[LEGAL REVIEW REQUIRED] The text below is a conservative draft authored to spec §15. Specific clauses are flagged with [LEGAL REVIEW REQUIRED] in-line. Final wording must be reviewed and signed off by your legal counsel before this banner is removed (set LEGAL_DOCS_REVIEWED=true).

Neomeric Pty Ltd · NeoMind

Data Processing Addendum

Last updated:

Where you process personal information about your end users (e.g. the customers chatting with your Simon agent) through NeoMind, Neomeric Pty Ltd acts as a processor on your behalf. This Addendum (the “DPA”) governs that processing.

A signable PDF of the DPA is available for download: dpa-template.pdf. [LEGAL REVIEW REQUIRED] the PDF currently published is a placeholder; final wording must be drafted by counsel against this summary.

1. Subject-matter and duration

Neomeric processes Customer Personal Information for the duration of your NeoMind subscription, solely to provide the Service in accordance with the Terms of Service and your documented instructions.

2. Nature and purpose of processing

Processing comprises hosting, indexing for retrieval, generation of agent responses grounded in your Customer Data, transmission of those responses to your end users, and operational telemetry.

3. Categories of data subjects

Your end users (typically your customers), your authorised users of the NeoMind dashboard, and any individuals identifiable in Customer Data you upload.

4. Categories of personal information

  • Identification data (name, email, organisation);
  • Communication content (chat messages, voice transcripts and recordings where applicable);
  • Technical metadata (IP address, browser, device identifiers);
  • Any other personal information you submit as Customer Data, the scope of which is determined by you.

5. Sub-processors

Our current sub-processors are listed in the Privacy Policy. We will give you at least fourteen (14) days’ notice of any addition or replacement of a sub-processor; you may object on reasonable grounds (in which case we will work in good faith to resolve the objection or, failing that, allow you to terminate the affected Service for convenience).

6. Security measures

We implement technical and organisational measures appropriate to the risk, including encryption in transit and at rest, access controls, network segmentation, vulnerability management, and incident response. [LEGAL REVIEW REQUIRED] attach the detailed security schedule (Annex II equivalent) once finalised; SOC 2 / ISO 27001 references should match your actual certification state.

7. International transfers

Customer Data is stored in Australia by default. Where data is transferred internationally (for example to a sub-processor), appropriate safeguards under the Australian Privacy Principles apply.

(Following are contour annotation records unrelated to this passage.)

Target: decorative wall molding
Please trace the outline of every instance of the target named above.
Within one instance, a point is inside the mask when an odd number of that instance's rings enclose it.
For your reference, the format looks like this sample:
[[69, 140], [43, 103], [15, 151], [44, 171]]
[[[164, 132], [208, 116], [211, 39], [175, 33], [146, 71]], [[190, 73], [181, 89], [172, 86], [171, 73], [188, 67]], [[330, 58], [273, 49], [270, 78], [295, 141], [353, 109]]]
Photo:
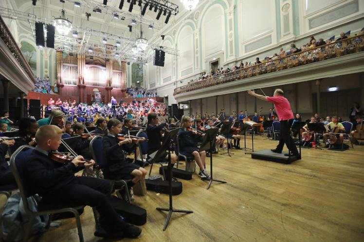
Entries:
[[252, 89], [285, 85], [363, 72], [364, 53], [359, 52], [280, 71], [198, 89], [175, 96], [178, 102]]

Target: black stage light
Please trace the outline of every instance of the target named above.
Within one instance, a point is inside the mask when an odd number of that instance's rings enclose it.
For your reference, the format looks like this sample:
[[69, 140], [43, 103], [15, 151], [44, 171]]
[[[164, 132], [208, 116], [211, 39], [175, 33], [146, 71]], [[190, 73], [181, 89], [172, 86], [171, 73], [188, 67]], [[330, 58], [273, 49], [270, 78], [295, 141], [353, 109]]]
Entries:
[[124, 0], [121, 0], [121, 1], [120, 1], [120, 4], [119, 5], [119, 9], [122, 9], [124, 5]]
[[148, 2], [146, 3], [146, 5], [144, 5], [144, 7], [143, 8], [143, 9], [142, 9], [142, 15], [144, 16], [144, 15], [146, 13], [146, 7], [148, 6]]
[[47, 47], [55, 48], [55, 26], [47, 25]]
[[168, 21], [169, 21], [169, 17], [171, 16], [171, 14], [172, 13], [171, 13], [171, 11], [169, 11], [169, 13], [168, 13], [168, 15], [167, 15], [167, 17], [165, 18], [165, 21], [164, 21], [165, 23], [168, 23]]
[[157, 20], [159, 20], [159, 18], [161, 17], [161, 15], [162, 15], [162, 12], [163, 12], [163, 9], [162, 8], [159, 9], [159, 12], [158, 13], [158, 14], [157, 15]]
[[133, 2], [130, 2], [130, 5], [129, 6], [129, 12], [131, 12], [133, 11], [133, 6], [134, 6], [134, 4], [133, 4]]

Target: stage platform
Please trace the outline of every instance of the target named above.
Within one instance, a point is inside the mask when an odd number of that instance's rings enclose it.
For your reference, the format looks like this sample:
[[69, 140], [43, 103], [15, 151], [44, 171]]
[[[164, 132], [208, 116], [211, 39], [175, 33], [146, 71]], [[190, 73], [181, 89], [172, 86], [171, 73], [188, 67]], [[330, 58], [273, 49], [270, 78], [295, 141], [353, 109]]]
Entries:
[[263, 149], [253, 152], [252, 153], [252, 158], [283, 163], [283, 164], [291, 164], [291, 162], [298, 160], [296, 156], [289, 157], [285, 156], [285, 154], [288, 153], [282, 152], [281, 154], [278, 154], [272, 152], [270, 149]]

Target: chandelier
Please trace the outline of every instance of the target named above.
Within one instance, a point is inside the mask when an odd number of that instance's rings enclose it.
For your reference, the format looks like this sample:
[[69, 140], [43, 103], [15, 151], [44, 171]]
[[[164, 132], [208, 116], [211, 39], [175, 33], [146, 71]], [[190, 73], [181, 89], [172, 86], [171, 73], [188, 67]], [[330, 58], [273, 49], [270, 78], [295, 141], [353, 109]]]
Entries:
[[140, 38], [137, 39], [135, 42], [136, 46], [144, 51], [148, 46], [148, 40], [143, 37], [143, 32], [142, 31], [142, 25], [140, 25]]
[[181, 0], [181, 1], [184, 5], [184, 7], [188, 10], [195, 9], [199, 4], [199, 0]]
[[131, 50], [133, 51], [134, 54], [136, 55], [139, 54], [140, 52], [142, 51], [142, 49], [137, 46], [134, 46], [133, 48], [131, 48]]
[[67, 35], [72, 29], [72, 23], [66, 18], [64, 10], [62, 9], [61, 16], [55, 18], [55, 25], [57, 32], [62, 35]]

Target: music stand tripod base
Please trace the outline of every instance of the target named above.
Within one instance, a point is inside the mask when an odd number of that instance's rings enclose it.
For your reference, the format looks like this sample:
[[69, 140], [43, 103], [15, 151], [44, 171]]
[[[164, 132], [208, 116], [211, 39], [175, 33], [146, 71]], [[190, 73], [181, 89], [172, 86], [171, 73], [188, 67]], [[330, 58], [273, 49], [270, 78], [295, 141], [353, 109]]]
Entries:
[[171, 219], [172, 216], [172, 213], [175, 212], [182, 212], [183, 213], [192, 213], [193, 212], [193, 211], [189, 210], [180, 210], [177, 209], [173, 209], [173, 206], [172, 205], [172, 164], [171, 163], [171, 152], [169, 148], [169, 145], [171, 142], [171, 140], [177, 135], [178, 132], [178, 129], [172, 130], [168, 133], [167, 137], [165, 137], [164, 141], [163, 142], [162, 147], [159, 149], [157, 154], [155, 155], [154, 157], [153, 158], [153, 161], [154, 160], [156, 161], [160, 160], [163, 157], [165, 156], [165, 154], [167, 150], [168, 152], [168, 170], [167, 172], [169, 174], [169, 177], [168, 178], [168, 185], [169, 186], [169, 208], [156, 208], [157, 210], [159, 211], [168, 211], [168, 215], [167, 215], [167, 218], [165, 220], [164, 223], [164, 226], [163, 227], [163, 231], [165, 231], [167, 229], [168, 223], [169, 223], [169, 220]]

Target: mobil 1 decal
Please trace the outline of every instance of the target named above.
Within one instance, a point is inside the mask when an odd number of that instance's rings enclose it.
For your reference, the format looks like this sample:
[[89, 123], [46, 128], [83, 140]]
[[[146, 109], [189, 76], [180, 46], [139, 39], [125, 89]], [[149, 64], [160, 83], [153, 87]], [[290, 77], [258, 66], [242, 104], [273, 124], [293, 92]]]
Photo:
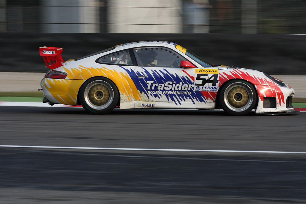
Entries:
[[217, 91], [219, 89], [219, 70], [196, 69], [194, 81], [196, 91]]

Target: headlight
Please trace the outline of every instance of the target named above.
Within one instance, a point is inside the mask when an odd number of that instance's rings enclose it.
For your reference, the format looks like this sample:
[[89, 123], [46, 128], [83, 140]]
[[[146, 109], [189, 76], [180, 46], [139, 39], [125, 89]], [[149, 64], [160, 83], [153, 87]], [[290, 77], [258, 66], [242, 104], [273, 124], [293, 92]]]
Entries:
[[286, 84], [283, 83], [282, 82], [277, 79], [275, 79], [274, 77], [273, 77], [270, 75], [266, 74], [266, 73], [264, 73], [264, 74], [266, 75], [266, 76], [267, 77], [270, 79], [274, 81], [274, 82], [276, 83], [277, 84], [281, 86], [281, 87], [285, 87]]

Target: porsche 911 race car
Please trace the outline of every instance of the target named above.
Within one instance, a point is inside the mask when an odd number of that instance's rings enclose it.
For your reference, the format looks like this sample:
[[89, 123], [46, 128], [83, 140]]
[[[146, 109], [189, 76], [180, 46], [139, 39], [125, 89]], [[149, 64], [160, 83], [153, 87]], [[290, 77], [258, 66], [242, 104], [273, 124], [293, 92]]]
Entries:
[[176, 43], [137, 42], [64, 62], [39, 48], [47, 66], [43, 102], [81, 105], [94, 114], [131, 109], [223, 109], [234, 115], [296, 112], [294, 91], [251, 69], [214, 65]]

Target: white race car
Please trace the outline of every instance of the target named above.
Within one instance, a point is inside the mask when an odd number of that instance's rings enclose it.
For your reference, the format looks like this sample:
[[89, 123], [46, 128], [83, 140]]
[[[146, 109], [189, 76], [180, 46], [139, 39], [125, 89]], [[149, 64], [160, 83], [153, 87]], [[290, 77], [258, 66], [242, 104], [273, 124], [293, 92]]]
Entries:
[[81, 105], [94, 114], [131, 109], [222, 109], [234, 115], [295, 113], [294, 91], [262, 72], [214, 65], [176, 43], [119, 45], [64, 62], [62, 48], [40, 48], [51, 69], [44, 102]]

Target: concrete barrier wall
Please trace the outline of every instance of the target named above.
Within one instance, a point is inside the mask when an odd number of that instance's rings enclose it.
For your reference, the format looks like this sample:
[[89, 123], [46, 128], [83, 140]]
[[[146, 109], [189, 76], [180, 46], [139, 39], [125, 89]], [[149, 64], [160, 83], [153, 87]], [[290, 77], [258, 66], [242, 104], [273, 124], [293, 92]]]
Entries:
[[270, 74], [306, 75], [306, 35], [222, 34], [0, 33], [0, 71], [45, 72], [39, 48], [62, 48], [64, 60], [117, 44], [159, 40], [179, 44], [216, 64]]

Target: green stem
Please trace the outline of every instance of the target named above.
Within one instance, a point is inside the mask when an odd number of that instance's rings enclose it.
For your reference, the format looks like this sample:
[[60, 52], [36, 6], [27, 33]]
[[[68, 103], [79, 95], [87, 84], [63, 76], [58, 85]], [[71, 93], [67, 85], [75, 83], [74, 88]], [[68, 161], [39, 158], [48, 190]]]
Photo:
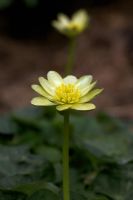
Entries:
[[74, 61], [75, 61], [75, 48], [76, 48], [76, 38], [72, 37], [69, 39], [68, 59], [65, 71], [66, 75], [71, 74], [73, 71]]
[[70, 200], [70, 191], [69, 191], [69, 111], [65, 111], [65, 113], [64, 113], [63, 200]]

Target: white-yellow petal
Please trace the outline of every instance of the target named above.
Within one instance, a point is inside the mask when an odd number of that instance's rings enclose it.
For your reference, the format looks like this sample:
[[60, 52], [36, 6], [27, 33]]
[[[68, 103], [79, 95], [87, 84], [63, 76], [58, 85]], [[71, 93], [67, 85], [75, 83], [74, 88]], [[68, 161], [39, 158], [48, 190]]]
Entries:
[[79, 10], [72, 16], [72, 21], [79, 24], [81, 30], [87, 27], [89, 23], [89, 16], [85, 10]]
[[82, 76], [81, 78], [78, 79], [76, 83], [76, 87], [82, 90], [83, 88], [87, 87], [91, 83], [92, 78], [93, 77], [91, 75]]
[[58, 105], [58, 106], [56, 106], [56, 109], [57, 109], [58, 111], [67, 110], [67, 109], [69, 109], [69, 108], [71, 108], [71, 105], [70, 105], [70, 104], [63, 104], [63, 105]]
[[53, 102], [49, 101], [44, 97], [35, 97], [31, 100], [31, 104], [35, 106], [53, 106], [55, 105]]
[[96, 106], [92, 103], [84, 103], [84, 104], [73, 104], [71, 109], [74, 110], [93, 110]]
[[51, 96], [54, 95], [54, 93], [55, 93], [55, 88], [52, 87], [52, 86], [49, 84], [49, 82], [48, 82], [45, 78], [39, 77], [39, 82], [40, 82], [41, 86], [44, 88], [44, 90], [46, 90], [46, 92], [47, 92], [49, 95], [51, 95]]
[[86, 103], [89, 102], [90, 100], [92, 100], [96, 95], [100, 94], [103, 91], [103, 89], [95, 89], [90, 91], [88, 94], [86, 94], [85, 96], [83, 96], [80, 99], [80, 103]]
[[40, 85], [32, 85], [31, 87], [38, 94], [40, 94], [48, 99], [53, 99], [50, 95], [48, 95], [48, 93]]
[[68, 75], [63, 80], [64, 80], [64, 83], [67, 83], [67, 84], [76, 84], [78, 79], [75, 76]]
[[62, 77], [55, 71], [49, 71], [47, 74], [48, 82], [53, 86], [57, 87], [63, 83]]
[[86, 95], [89, 91], [91, 91], [91, 89], [94, 88], [94, 86], [96, 85], [96, 81], [87, 85], [86, 87], [82, 88], [80, 90], [80, 93], [81, 93], [81, 97], [83, 97], [84, 95]]

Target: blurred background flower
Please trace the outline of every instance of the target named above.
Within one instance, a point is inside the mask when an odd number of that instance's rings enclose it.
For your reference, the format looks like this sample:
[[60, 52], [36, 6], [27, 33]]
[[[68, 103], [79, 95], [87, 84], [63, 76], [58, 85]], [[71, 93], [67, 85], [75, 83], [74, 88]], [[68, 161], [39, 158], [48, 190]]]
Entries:
[[[30, 85], [49, 70], [63, 73], [67, 40], [52, 27], [58, 13], [91, 16], [78, 39], [75, 75], [92, 74], [104, 87], [98, 108], [133, 117], [131, 0], [0, 0], [0, 112], [29, 105]], [[23, 95], [25, 94], [25, 95]]]

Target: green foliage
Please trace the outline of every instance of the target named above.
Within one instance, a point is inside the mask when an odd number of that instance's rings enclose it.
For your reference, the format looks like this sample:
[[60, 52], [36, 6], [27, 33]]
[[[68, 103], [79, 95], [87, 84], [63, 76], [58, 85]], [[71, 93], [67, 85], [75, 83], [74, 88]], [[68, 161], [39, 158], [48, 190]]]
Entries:
[[[62, 200], [62, 123], [53, 109], [0, 118], [0, 200]], [[106, 114], [73, 114], [71, 200], [131, 200], [133, 133]]]

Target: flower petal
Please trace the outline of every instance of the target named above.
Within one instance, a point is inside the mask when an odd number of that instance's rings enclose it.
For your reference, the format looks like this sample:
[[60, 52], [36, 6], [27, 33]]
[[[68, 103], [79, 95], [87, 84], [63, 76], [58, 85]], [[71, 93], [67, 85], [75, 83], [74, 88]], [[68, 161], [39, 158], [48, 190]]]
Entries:
[[82, 76], [81, 78], [78, 79], [76, 87], [82, 90], [91, 83], [92, 78], [93, 77], [91, 75]]
[[31, 100], [31, 104], [35, 106], [53, 106], [55, 105], [48, 99], [45, 99], [44, 97], [35, 97]]
[[81, 93], [81, 97], [86, 95], [94, 86], [96, 85], [96, 81], [87, 85], [86, 87], [84, 87], [83, 89], [80, 90]]
[[78, 79], [75, 76], [69, 75], [69, 76], [66, 76], [63, 80], [64, 80], [64, 83], [75, 84]]
[[68, 18], [68, 16], [64, 15], [63, 13], [59, 13], [57, 16], [57, 19], [64, 26], [66, 26], [70, 23], [70, 19]]
[[85, 28], [89, 23], [88, 13], [85, 10], [79, 10], [73, 14], [72, 21], [79, 24], [81, 28]]
[[96, 95], [100, 94], [101, 92], [103, 91], [103, 89], [95, 89], [95, 90], [92, 90], [90, 91], [88, 94], [86, 94], [85, 96], [83, 96], [81, 99], [80, 99], [80, 103], [86, 103], [90, 100], [92, 100]]
[[32, 89], [37, 92], [38, 94], [48, 98], [48, 99], [53, 99], [48, 93], [40, 86], [40, 85], [32, 85]]
[[72, 106], [72, 105], [70, 105], [70, 104], [63, 104], [63, 105], [58, 105], [58, 106], [56, 106], [56, 109], [57, 109], [58, 111], [62, 111], [62, 110], [67, 110], [67, 109], [69, 109], [71, 106]]
[[44, 88], [44, 90], [46, 90], [46, 92], [50, 95], [54, 95], [54, 87], [52, 87], [49, 82], [43, 78], [43, 77], [39, 77], [39, 82], [41, 84], [41, 86]]
[[96, 106], [92, 103], [84, 103], [84, 104], [73, 104], [71, 109], [74, 110], [93, 110]]
[[49, 71], [47, 74], [49, 83], [55, 87], [63, 83], [62, 77], [55, 71]]

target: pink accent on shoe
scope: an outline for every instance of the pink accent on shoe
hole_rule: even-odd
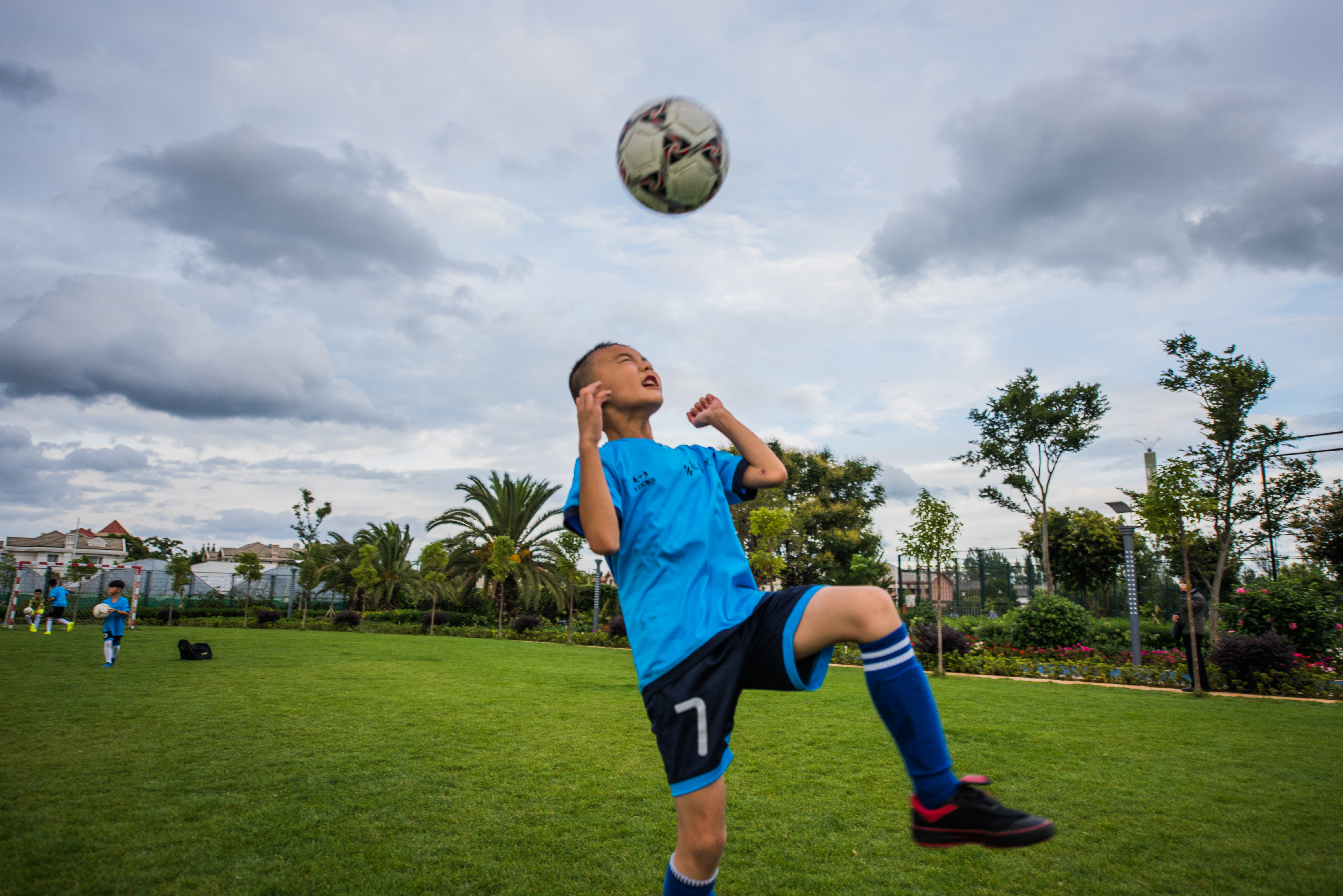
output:
[[[909,805],[913,806],[913,810],[916,813],[919,813],[928,821],[937,821],[943,815],[956,811],[956,807],[952,806],[951,803],[943,806],[941,809],[927,809],[921,802],[919,802],[919,797],[916,794],[909,795]]]

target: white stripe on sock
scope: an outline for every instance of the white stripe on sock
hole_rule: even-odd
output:
[[[898,666],[901,662],[913,660],[915,652],[908,650],[898,657],[892,657],[890,660],[882,660],[881,662],[865,662],[862,664],[864,672],[881,672],[882,669],[889,669],[890,666]]]
[[[676,858],[676,856],[673,856],[672,858]],[[719,869],[717,868],[713,869],[713,875],[709,877],[709,880],[696,880],[693,877],[688,877],[686,875],[682,875],[681,869],[678,869],[676,866],[676,862],[672,861],[670,858],[667,860],[667,868],[672,869],[672,876],[676,877],[682,884],[685,884],[686,887],[705,887],[705,888],[708,888],[708,887],[713,885],[713,881],[719,880]]]
[[[888,653],[897,653],[909,646],[909,635],[905,635],[904,641],[890,645],[889,647],[882,647],[881,650],[873,650],[872,653],[862,654],[864,660],[880,660]]]

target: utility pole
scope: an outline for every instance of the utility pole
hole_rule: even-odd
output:
[[[596,562],[596,575],[592,576],[592,634],[596,634],[596,617],[602,611],[602,559]]]
[[[1156,449],[1156,443],[1160,442],[1160,439],[1152,439],[1151,442],[1148,442],[1147,439],[1133,439],[1133,441],[1138,442],[1139,445],[1142,445],[1146,449],[1143,451],[1143,469],[1147,472],[1147,488],[1151,489],[1152,488],[1152,477],[1156,476],[1156,450],[1155,449]]]
[[[1133,531],[1138,527],[1123,525],[1124,514],[1133,509],[1123,501],[1107,501],[1109,509],[1119,514],[1119,531],[1124,536],[1124,582],[1128,586],[1128,645],[1133,654],[1133,665],[1143,665],[1143,635],[1138,629],[1138,572],[1133,567]]]
[[[1268,523],[1269,576],[1277,582],[1277,549],[1273,547],[1273,517],[1268,512],[1268,470],[1264,467],[1262,457],[1260,457],[1260,494],[1264,496],[1264,521]]]

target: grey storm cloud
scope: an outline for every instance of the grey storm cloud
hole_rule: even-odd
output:
[[[195,419],[392,422],[336,377],[326,345],[312,332],[223,333],[200,309],[128,277],[63,278],[0,329],[0,387],[8,399],[121,395]]]
[[[126,212],[199,239],[219,265],[318,281],[441,269],[498,275],[447,258],[391,199],[408,187],[406,172],[348,144],[333,159],[242,126],[115,165],[148,180],[121,199]]]
[[[1093,66],[952,117],[955,183],[909,196],[868,262],[897,281],[1014,266],[1131,278],[1201,257],[1343,273],[1343,167],[1296,161],[1261,97],[1163,102],[1129,75]]]
[[[50,71],[0,59],[0,97],[28,109],[55,95],[56,82]]]
[[[66,455],[62,466],[67,470],[97,470],[98,473],[124,473],[149,469],[149,455],[129,445],[113,445],[110,449],[75,449]]]
[[[0,500],[5,502],[51,505],[70,494],[70,476],[60,473],[60,461],[34,445],[32,433],[21,426],[0,423]]]

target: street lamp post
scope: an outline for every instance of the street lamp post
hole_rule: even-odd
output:
[[[1107,501],[1109,509],[1119,514],[1123,524],[1124,514],[1132,513],[1133,508],[1123,501]],[[1128,643],[1133,653],[1133,665],[1143,665],[1143,637],[1138,630],[1138,571],[1133,568],[1133,532],[1138,527],[1120,525],[1119,531],[1124,536],[1124,582],[1128,584]]]
[[[592,634],[596,634],[596,617],[602,611],[602,560],[596,562],[596,575],[592,576]]]

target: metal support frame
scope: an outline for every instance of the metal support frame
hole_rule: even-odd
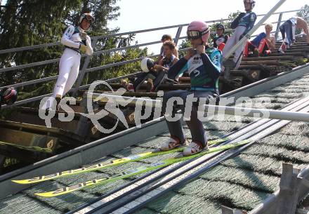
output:
[[[249,214],[302,213],[303,210],[297,210],[297,205],[309,193],[308,179],[309,168],[299,172],[292,164],[283,163],[280,189]]]
[[[178,29],[177,30],[176,36],[175,36],[175,39],[174,39],[174,43],[176,46],[178,43],[179,37],[180,36],[182,30],[183,30],[183,26],[179,27]]]
[[[308,69],[306,65],[304,65],[291,72],[284,72],[280,75],[272,76],[238,88],[223,94],[221,97],[235,98],[237,99],[244,96],[254,96],[308,73],[309,73],[309,69]],[[4,106],[4,107],[6,107]],[[65,170],[85,165],[103,156],[119,151],[123,147],[131,146],[141,140],[161,134],[166,131],[166,122],[162,117],[157,121],[142,124],[141,128],[133,127],[6,175],[0,175],[0,187],[2,190],[0,192],[0,199],[18,192],[29,187],[15,185],[12,184],[11,180],[32,178],[46,173],[51,174],[55,173],[55,171]],[[124,138],[126,138],[126,140],[124,140]]]
[[[282,13],[280,13],[280,14],[279,15],[278,23],[277,24],[276,33],[275,34],[275,39],[276,39],[276,41],[278,41],[279,30],[280,28],[281,21],[282,20]]]

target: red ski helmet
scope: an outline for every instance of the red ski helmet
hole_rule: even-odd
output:
[[[194,21],[188,26],[187,36],[188,39],[202,39],[204,42],[207,42],[209,35],[209,27],[204,22]]]
[[[6,87],[0,91],[1,101],[6,105],[11,105],[17,100],[17,91],[14,88]]]

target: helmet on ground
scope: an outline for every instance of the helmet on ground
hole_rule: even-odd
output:
[[[187,36],[188,39],[202,39],[204,42],[207,42],[209,34],[209,27],[204,22],[194,21],[188,26]]]
[[[1,90],[1,100],[6,105],[11,105],[17,100],[17,91],[14,88],[6,87]]]
[[[216,28],[217,28],[217,29],[222,29],[223,30],[223,33],[224,33],[224,32],[225,31],[225,27],[224,27],[224,25],[222,25],[222,24],[218,24],[218,25],[216,25]]]
[[[152,59],[145,58],[140,62],[140,68],[144,72],[149,72],[154,66],[154,62]]]
[[[251,4],[251,9],[256,6],[256,1],[254,0],[244,0],[244,3],[250,3]]]
[[[83,21],[83,20],[84,18],[86,18],[86,20],[89,23],[93,23],[94,22],[94,18],[91,15],[91,14],[85,13],[81,14],[81,17],[79,18],[79,25],[81,25],[81,22]]]

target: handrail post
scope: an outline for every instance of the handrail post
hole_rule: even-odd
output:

8. Assistance with data-subject requests

We will provide reasonable assistance, taking into account the nature of the processing and the information available to us, to help you respond to access, correction, deletion, or portability requests from your end users.

9. Personal-data breach notification

We will notify you without undue delay after becoming aware of a personal-data breach affecting Customer Data, with sufficient information to enable you to meet your own notification obligations. [LEGAL REVIEW REQUIRED] define the notification SLA precisely (e.g. “within 72 hours”) and align with the Notifiable Data Breaches scheme under Part IIIC of the Privacy Act.

10. Return or deletion of data

On termination of the Service, we will, at your election, return or delete Customer Data, subject to the retention provisions of the Privacy Policy.

11. Audits

On reasonable notice and not more than once in any twelve-month period (other than following a personal-data breach), you may request a summary of our most recent independent audit report. On-site audits may be requested for enterprise customers under terms to be agreed in good faith.